L’opposant ivoirien Pascal Affi N’Guessan, président du FPI, a affirmé jeudi, à l’issue de son audition à la police criminelle d’Abidjan, qu’il refusait d’accepter son exclusion de la présidentielle d’octobre, après avoir porté plainte contre X pour « manipulation » de son dossier de candidature invalidé par le Conseil constitutionnel.
« Ce matin, nous sommes venus apporter des éléments et des éclairages complémentaires à la plainte déposée devant le procureur de la République », a déclaré l’ancien Premier ministre, à l’issue de sa convocation.
Les raisons d’une plainte
« J’ai porté plainte contre X parce que je ne sais pas qui est à l’origine des manipulations de mon dossier. Il appartient désormais à la police de vérifier s’il ya eu manipulation et d’en retrouver les auteurs », a-t-il poursuivi.
M. Affi a soutenu en effet que le Conseil constitutionnel lui a « attribué » 46 546 parrainages, alors que, selon lui, sur la clé USB déposée à la CEI, le chiffre s’élevait à 44 382 parrains dans 20 régions, soit 120,49 % du nombre nécessaire, évoquant un écart manifeste.
Notre objectif est clair : être réintégrés dans le processus électoral, car nous avons rempli toutes les conditions, qu’elles soient administratives ou liées aux parrainages
« Entre les deux institutions, il existe un différentiel de 2 164 parrainages. Ce n’est évidemment pas acceptable », at-il dit Selon lui, il est « évident » que le document ayant servi de base au rejet de sa candidature n’est pas celui initialement transmis à la Commission électorale indépendante (CEI). « Notre objectif est clair : être réintégrés dans le processus électoral, car nous avons rempli toutes les conditions, qu’elles soient administratives ou liées aux parrainages », a insisté M. Affi, en dénonçant une « exclusion injuste ».

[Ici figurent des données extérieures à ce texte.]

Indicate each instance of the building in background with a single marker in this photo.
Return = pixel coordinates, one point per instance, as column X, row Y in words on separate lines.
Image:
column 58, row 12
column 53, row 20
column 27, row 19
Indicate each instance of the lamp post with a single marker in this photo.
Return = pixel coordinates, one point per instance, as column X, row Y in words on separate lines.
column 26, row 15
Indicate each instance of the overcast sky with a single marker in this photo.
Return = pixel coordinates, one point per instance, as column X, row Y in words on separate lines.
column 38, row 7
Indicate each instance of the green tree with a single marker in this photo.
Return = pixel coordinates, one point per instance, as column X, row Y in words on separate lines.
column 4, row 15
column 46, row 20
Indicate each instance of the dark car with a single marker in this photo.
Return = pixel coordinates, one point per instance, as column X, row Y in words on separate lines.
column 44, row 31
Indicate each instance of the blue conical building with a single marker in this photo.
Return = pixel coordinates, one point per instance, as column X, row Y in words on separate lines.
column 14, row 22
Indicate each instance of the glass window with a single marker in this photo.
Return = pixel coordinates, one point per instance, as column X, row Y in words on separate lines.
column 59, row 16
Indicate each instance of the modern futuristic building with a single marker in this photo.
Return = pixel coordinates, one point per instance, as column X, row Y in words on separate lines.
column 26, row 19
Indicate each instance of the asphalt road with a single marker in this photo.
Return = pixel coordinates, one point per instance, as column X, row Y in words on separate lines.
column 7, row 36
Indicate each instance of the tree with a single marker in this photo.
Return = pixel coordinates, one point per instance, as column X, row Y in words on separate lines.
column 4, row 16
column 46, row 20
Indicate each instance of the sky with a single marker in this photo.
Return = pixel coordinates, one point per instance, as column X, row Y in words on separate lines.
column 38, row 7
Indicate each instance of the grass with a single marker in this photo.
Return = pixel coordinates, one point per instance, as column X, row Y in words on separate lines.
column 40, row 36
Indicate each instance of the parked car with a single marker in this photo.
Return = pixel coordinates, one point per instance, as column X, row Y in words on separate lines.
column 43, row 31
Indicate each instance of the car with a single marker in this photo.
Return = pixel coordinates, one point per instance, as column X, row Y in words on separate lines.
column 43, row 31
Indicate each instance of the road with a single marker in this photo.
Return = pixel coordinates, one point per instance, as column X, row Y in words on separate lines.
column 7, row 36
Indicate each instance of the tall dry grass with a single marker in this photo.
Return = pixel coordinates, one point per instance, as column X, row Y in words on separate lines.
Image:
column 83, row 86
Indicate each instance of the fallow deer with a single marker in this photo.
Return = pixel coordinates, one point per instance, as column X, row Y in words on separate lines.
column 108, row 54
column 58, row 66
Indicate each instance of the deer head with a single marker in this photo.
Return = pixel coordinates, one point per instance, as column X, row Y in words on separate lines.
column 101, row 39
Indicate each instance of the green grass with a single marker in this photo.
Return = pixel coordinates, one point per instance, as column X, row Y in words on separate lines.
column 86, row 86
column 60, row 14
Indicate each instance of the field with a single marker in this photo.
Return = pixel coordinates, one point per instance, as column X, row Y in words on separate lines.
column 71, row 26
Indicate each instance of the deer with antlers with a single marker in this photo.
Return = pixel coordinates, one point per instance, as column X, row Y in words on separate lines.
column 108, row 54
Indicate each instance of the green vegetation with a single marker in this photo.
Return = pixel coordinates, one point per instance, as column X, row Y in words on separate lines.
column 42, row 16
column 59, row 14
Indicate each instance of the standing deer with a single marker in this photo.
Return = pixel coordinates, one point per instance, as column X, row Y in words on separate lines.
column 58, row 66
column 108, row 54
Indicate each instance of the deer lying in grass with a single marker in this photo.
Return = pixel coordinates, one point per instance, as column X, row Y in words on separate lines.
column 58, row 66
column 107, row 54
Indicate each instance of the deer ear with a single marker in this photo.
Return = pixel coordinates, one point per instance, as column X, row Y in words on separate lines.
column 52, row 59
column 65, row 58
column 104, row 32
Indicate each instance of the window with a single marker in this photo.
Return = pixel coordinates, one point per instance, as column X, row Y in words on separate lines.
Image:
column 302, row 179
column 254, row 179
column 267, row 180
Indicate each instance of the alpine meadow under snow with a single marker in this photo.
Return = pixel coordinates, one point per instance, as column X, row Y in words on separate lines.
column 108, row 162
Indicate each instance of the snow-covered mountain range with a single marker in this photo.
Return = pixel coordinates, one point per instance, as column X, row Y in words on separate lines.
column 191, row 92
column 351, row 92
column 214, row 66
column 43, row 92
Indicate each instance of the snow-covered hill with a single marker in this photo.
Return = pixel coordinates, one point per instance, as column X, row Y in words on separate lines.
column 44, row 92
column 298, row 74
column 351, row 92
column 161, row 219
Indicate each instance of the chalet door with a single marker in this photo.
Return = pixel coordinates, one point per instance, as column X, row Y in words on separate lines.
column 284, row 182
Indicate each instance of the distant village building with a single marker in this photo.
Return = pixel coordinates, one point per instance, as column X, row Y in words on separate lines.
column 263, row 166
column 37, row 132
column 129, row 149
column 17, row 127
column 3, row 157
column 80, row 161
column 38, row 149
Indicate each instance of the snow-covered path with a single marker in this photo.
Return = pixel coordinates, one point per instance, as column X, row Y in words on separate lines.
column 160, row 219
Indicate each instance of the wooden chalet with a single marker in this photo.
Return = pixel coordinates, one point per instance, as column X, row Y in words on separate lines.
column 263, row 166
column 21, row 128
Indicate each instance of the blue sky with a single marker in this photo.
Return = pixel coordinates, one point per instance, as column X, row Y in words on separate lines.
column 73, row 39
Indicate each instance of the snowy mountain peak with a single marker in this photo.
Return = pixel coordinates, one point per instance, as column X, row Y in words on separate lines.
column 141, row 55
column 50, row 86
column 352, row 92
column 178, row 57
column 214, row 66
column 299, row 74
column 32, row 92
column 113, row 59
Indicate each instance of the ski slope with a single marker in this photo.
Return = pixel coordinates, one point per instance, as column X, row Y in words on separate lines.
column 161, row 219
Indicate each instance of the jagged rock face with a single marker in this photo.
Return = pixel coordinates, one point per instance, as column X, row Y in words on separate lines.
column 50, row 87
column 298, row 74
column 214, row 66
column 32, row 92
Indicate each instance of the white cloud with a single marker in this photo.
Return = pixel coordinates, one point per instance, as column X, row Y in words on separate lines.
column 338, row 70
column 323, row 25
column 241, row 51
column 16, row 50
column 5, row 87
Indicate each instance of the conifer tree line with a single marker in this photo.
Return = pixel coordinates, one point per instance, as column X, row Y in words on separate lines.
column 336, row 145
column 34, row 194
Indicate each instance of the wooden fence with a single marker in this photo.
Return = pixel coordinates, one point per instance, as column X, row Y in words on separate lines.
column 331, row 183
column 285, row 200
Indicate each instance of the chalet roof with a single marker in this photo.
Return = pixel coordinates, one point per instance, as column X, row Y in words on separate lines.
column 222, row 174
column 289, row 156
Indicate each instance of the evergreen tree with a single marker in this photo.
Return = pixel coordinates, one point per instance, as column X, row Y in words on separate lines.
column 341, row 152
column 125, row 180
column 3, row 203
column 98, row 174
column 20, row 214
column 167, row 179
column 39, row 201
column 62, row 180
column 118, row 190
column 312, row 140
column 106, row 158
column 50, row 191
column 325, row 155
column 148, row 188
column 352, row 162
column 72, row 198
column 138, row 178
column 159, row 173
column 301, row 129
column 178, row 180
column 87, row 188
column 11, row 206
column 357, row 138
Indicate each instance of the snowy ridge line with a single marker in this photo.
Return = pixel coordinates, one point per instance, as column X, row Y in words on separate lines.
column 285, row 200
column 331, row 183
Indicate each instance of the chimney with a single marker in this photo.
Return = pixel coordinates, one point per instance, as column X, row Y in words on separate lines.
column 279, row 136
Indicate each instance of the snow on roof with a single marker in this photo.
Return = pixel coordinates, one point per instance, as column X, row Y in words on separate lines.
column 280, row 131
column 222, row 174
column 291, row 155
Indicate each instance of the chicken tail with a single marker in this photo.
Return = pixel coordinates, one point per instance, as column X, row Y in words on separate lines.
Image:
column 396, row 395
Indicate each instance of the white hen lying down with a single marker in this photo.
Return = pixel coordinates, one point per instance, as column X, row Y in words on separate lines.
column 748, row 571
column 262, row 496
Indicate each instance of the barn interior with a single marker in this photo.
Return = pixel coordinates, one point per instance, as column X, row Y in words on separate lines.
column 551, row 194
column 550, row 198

Un processus électoral contesté
Le 8 septembre, le Conseil constitutionnel a validé cinq candidatures sur les soixante déposées , écartant plusieurs figures majeures de l’opposition, dont Laurent Gbagbo, Tidjane Thiam et Affi N’Guessan. Seuls le président sortant Alassane Ouattara, Simone Gbagbo, Ahoua Don Mello, Henriette Lagou et Jean-Louis Billon ont été retenus pour l’élection prévue le 25 octobre.
Ce filtrage drastique a ravivé les tensions politiques, l’opposition accusant le pouvoir de verrouiller le jeu électoral. Pour Affi, qui avait déjà prononcé une « confiscation démocratique », la plainte déposée visait à rétablir ses droits et à obtenir un arbitrage impartial.
Un appel à l’impartialité de la justice
« Nous faisons confiance à la justice ivoirienne pour que cette plainte soit menée à terme et que toutes les personnes concernées soient entendues », a déclaré le président du FPI.
« La justice doit prouver son impartialité, c’est ce que nous attendons », a-t-il ajouté, appelant les autorités à laisser éclater la vérité.